According to news sources, the agency is expected to establish procedures for clearinghouses, exchanges and swap trading platforms.   It will also propose rules targeting clearing venues that are deemed systemically important to the U.S. financial market.   

In addition, the CFTC is expected to establish a timeline for firms to report data about outstanding swap trades that were executed before the passage of Dodd-Frank law.   The data on these privately negotiated trades must be submitted to regulators or to specialized swap data warehouses in an effort to strengthen transparency in the $615 trillion over-the-counter derivatives market.

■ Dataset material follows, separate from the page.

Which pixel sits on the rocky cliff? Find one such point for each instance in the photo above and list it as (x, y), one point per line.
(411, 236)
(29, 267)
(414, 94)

The Dodd-Frank law gives the CFTC and the Securities and Exchange Commission broad authority to regulate the over-the-counter derivatives market.   It will require key players in the market, including swap dealers and major traders, to execute many of their deals on trading platforms and transmit their swaps through clearinghouses.   If a swap isn’t suitable for clearing, then each counterparty to the trade will have to post collateral and abide by stricter capital standards.

Although Congress excluded “end-users” from these regulations, there is still concern because the law gives the CFTC and SEC broad discretion in how they craft their rules. Thus, the agencies must also establish the definitions of a swap dealer and a major swap participant.    If they create a very wide definition, then some end-users fear they will be regulated.    Typically, the “end-user” firms use swaps as hedging tools to protect their balance sheets from volatile price swings or interest-rate fluctuations.

Mr. Gensler has said he suspects about 200 different entities will qualify under the definition of a swap dealer.  As long as a company is not considered a dealer and isn’t “substantial enough to be relevant to the economy,” then the company will likely qualify for an exemption, Gensler explained.

According to news sources, on the proposals to be revealed this Friday, the agency will also suggest some rules that will apply to all clearinghouses and some requirements that will specifically target the systemically important venues.

Under the law, the newly established Financial Stability Oversight Council of regulators, including the CFTC, SEC and Federal Reserve, will have authority to decide which clearing organizations are important to the overall system. If they are considered to be systemically important, they will be subject to heightened oversight and also may qualify for access to the Fed’s discount window.